Drive mounting

Caist
New Contributor

Is there a way to allow a program to mount network drives without it prompting for admin credentials?

Running 10.12.6

Thanks!

7 REPLIES 7

easyedc
Valued Contributor II

Can you elaborate on this? doing it via script? Doing it via GUI? Doing it with Casper? What are you mounting (like a network share which requires ad credentials?) Did you check out the Mount man page?

Caist
New Contributor

We have a program called EditShare that looks like it runs an "oascript" to mount certain network shares, based on user credentials. The program loads fine, but when you select the drive to mount, it prompts for admin credentials (which we can't give all of our students on campus).

easyedc
Valued Contributor II

Honestly, if I were doing it, I'd write something in Apple Script. It can do most of the heaving lifting, and you can bake passwords in but export it as a run-only application and the user/pass should get garbled if they tried to read the files. I've got a few things that leverage our JAMF service account that way that can do things running as admin without sharing the actual credentials. It could be something as simple as

tell application Finder to mount smb://blah as user with password

or you can provide drop downs or lists of choices and get as fancy as you want.

Look
Valued Contributor III

It shouldn't need admin rights to mount a share, if you use Apple Script for example if should run the mount attempt as the current user and only ask for credentials to the share if required, not the local machine.
If you know the shares why not just have them mounted using a policy in Self Service instead? Is there a particular reason to use a 3rd party tool for the drive mounting? You can then using scoping and various other tools to restrict who and where this can occur.

ungi3
New Contributor

Editshare Connect is a third party app that is baked into their storage equipment.
Designed for media related workflows.

There is a particular way that the Editshare app needs to be packaged so that it doesn't prompt you for credentials when it mounts the drive.
A reboot is also required after the package is installed.
We're about to close up shop for the year so I'll try and give you a hand after the break (if you still need a solution)

anothermacguy
New Contributor II

@ungi3 We're just about to start investigating this same issue with Editshare Connect. Are you able to share some more info on your solution?

ungi3
New Contributor

@anothermacguy Sorry, completely forgot about this.
Ever since Editshare updated their app, we've had even more trouble with permissions.
It's a real pain in the ass.
They've changed something in the startup script and it's now randomly prompting for admin credentials for ALL accounts.
Previously, authenticating the one time would get rid of the prompts for everyone, but now it pops up randomly even after being authenticated already.

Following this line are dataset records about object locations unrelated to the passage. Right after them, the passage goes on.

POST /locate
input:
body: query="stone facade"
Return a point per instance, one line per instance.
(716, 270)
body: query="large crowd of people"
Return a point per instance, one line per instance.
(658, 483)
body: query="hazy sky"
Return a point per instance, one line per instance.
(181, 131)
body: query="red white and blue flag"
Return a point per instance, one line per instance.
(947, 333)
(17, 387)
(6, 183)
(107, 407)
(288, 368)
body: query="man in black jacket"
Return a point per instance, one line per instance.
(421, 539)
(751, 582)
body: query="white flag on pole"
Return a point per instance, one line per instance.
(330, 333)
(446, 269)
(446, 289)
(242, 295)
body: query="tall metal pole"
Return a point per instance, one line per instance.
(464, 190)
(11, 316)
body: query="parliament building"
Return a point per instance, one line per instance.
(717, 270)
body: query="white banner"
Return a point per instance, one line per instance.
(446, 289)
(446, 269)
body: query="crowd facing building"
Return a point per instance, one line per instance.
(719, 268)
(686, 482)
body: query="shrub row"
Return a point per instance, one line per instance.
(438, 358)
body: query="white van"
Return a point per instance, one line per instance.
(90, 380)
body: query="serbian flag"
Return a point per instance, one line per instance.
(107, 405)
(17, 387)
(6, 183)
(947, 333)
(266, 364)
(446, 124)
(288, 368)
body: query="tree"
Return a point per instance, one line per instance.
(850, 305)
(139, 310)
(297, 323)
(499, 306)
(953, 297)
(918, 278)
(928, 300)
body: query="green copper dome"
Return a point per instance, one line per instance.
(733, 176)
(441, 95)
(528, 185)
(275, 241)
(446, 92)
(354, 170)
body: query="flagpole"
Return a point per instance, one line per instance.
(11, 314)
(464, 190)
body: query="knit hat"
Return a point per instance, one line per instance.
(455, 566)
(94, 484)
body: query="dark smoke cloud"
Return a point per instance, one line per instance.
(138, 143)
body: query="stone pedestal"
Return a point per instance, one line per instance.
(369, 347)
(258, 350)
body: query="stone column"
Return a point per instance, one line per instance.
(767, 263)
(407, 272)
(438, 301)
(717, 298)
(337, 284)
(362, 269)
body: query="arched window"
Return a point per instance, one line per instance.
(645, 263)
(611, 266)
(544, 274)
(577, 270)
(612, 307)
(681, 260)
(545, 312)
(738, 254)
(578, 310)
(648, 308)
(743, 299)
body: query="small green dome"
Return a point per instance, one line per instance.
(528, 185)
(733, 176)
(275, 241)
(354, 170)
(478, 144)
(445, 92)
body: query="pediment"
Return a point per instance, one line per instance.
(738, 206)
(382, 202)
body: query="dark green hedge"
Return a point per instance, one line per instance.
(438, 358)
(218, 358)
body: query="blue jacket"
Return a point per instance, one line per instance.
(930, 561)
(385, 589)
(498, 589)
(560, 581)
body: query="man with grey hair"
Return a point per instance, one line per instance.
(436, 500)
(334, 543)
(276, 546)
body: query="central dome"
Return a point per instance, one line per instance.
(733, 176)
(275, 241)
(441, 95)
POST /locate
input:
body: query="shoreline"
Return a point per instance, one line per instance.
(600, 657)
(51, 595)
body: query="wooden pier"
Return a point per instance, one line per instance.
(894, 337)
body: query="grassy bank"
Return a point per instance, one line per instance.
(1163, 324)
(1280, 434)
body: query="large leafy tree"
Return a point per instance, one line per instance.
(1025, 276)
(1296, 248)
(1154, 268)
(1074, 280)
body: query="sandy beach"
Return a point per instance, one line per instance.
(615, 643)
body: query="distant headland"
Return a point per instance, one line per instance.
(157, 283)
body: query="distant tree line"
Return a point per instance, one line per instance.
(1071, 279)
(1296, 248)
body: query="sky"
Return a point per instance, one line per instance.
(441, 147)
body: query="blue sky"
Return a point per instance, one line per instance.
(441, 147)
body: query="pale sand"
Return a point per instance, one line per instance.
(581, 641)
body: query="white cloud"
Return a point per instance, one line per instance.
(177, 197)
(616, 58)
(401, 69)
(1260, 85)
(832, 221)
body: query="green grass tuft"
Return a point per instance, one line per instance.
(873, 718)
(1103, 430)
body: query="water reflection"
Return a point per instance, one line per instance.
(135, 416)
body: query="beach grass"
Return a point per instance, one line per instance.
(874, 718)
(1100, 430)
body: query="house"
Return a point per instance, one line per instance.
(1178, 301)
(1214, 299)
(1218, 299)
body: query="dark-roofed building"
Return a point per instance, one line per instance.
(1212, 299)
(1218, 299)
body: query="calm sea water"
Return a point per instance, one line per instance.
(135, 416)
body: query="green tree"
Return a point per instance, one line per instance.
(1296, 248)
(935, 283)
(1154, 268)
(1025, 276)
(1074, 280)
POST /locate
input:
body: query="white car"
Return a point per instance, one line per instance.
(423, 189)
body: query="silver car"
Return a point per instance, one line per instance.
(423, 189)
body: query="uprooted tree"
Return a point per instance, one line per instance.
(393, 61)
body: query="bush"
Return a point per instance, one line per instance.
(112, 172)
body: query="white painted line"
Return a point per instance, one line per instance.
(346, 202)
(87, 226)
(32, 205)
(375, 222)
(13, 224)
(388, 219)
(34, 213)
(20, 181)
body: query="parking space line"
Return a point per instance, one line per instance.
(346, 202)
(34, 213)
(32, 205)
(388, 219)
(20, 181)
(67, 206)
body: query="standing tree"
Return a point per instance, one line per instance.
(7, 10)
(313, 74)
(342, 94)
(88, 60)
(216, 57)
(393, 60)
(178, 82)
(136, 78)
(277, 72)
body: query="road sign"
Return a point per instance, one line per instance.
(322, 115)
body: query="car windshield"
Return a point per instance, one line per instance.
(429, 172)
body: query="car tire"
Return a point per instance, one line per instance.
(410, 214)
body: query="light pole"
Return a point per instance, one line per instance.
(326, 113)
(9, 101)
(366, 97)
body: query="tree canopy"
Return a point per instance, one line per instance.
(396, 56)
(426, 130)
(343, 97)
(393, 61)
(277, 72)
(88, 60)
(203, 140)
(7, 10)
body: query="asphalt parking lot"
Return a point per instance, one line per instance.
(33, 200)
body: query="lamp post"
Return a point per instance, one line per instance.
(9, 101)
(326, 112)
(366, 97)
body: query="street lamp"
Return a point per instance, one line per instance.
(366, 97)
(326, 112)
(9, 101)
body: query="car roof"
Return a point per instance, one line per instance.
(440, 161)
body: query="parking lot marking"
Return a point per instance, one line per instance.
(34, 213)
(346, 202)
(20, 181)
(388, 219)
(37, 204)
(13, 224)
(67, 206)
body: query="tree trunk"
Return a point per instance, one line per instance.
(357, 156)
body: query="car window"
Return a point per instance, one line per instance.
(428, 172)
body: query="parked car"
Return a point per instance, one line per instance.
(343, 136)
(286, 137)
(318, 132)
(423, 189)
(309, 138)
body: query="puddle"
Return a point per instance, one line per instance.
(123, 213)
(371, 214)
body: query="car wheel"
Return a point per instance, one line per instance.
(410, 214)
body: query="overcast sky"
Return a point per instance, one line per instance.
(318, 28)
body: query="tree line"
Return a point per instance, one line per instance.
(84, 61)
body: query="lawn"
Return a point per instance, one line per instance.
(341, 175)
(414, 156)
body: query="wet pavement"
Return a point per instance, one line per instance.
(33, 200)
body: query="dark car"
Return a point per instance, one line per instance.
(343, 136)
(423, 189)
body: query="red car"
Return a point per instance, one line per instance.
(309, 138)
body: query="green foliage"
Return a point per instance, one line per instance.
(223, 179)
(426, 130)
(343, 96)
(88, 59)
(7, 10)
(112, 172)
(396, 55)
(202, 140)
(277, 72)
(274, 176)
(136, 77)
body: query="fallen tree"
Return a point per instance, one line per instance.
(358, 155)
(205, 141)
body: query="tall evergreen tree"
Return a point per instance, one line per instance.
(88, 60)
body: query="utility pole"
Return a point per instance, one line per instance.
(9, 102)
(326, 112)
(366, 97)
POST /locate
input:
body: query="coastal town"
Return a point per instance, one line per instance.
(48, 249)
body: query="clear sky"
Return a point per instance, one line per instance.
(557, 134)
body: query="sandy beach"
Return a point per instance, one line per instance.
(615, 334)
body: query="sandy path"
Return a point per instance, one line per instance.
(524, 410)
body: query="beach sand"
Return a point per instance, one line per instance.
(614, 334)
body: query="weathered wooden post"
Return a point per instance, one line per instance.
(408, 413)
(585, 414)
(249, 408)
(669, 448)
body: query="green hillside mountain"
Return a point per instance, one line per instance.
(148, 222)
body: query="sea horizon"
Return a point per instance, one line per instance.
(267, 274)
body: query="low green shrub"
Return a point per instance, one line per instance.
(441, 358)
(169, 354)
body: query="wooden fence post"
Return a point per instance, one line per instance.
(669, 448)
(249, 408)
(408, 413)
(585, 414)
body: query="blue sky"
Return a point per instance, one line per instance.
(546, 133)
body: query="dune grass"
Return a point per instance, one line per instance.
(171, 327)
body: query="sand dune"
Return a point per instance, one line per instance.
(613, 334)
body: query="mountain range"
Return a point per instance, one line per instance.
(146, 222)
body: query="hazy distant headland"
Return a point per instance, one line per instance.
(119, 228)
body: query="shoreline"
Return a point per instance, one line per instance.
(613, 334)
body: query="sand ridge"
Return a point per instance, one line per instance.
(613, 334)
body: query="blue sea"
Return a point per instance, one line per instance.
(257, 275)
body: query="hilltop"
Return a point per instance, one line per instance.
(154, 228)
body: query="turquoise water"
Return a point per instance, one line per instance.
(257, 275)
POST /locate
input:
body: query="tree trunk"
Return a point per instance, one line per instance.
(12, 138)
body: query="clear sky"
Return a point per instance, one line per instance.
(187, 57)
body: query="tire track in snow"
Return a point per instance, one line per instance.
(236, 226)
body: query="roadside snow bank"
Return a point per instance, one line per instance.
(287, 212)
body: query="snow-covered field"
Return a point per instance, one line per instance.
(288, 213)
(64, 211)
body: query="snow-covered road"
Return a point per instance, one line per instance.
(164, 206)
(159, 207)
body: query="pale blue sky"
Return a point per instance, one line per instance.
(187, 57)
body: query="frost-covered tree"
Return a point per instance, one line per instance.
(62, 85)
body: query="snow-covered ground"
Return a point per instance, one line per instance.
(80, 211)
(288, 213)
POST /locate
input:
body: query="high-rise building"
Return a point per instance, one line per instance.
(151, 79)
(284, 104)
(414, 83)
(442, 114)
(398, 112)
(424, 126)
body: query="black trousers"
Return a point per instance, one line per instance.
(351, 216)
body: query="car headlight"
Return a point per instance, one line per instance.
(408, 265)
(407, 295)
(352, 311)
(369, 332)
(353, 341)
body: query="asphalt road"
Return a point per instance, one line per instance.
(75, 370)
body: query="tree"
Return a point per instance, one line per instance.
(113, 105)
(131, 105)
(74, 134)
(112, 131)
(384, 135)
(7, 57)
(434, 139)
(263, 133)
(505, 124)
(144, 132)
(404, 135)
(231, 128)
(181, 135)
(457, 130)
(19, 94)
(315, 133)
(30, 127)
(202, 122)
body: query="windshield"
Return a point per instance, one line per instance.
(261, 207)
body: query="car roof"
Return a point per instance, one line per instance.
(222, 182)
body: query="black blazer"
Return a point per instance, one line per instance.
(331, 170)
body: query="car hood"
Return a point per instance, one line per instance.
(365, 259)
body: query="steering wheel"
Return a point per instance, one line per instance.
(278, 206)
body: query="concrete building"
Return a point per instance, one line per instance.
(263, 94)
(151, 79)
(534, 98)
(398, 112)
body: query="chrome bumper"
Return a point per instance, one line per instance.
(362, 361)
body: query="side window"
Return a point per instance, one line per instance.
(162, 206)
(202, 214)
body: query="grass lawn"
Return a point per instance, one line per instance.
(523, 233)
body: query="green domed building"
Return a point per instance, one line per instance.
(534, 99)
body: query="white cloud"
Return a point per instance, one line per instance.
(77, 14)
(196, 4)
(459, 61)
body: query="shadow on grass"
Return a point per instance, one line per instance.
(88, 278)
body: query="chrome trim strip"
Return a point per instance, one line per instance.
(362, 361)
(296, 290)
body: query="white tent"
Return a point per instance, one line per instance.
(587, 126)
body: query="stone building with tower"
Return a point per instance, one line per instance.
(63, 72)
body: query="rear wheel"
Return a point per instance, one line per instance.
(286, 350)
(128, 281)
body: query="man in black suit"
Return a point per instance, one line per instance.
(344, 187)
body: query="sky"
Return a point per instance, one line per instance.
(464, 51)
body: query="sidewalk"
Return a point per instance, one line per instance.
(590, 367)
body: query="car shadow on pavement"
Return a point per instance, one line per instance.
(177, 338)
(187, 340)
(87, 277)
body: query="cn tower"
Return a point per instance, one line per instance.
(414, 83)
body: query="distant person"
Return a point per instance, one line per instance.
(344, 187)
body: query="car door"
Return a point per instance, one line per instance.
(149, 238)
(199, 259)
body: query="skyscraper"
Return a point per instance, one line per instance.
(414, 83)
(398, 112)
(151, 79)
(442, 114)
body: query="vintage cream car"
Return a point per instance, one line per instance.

The current workaround is to allow password-less root access to the EditShare app for all Active Directory accounts.
Not ideal, but not really much choice until they do something about it.

This is the line I've added to the sudoers.d file:
"%ADSROOTDomain Users ALL=(root) NOPASSWD:/Applications/EditShare Connect.app/Contents/MacOS/Editshare Connect *"

Then I wrapped the the command to sudo open the above file into an app, and hid the original EditShare Connect.app so no one gets confused trying to figure out which app to use.

It's messy, but it works for now.
We'll need to change the workflow eventually but it's on the back burner for now.

Also, from v7.2.2.1 the EditShare Client now comes as a pkg so that's one less step you have to take.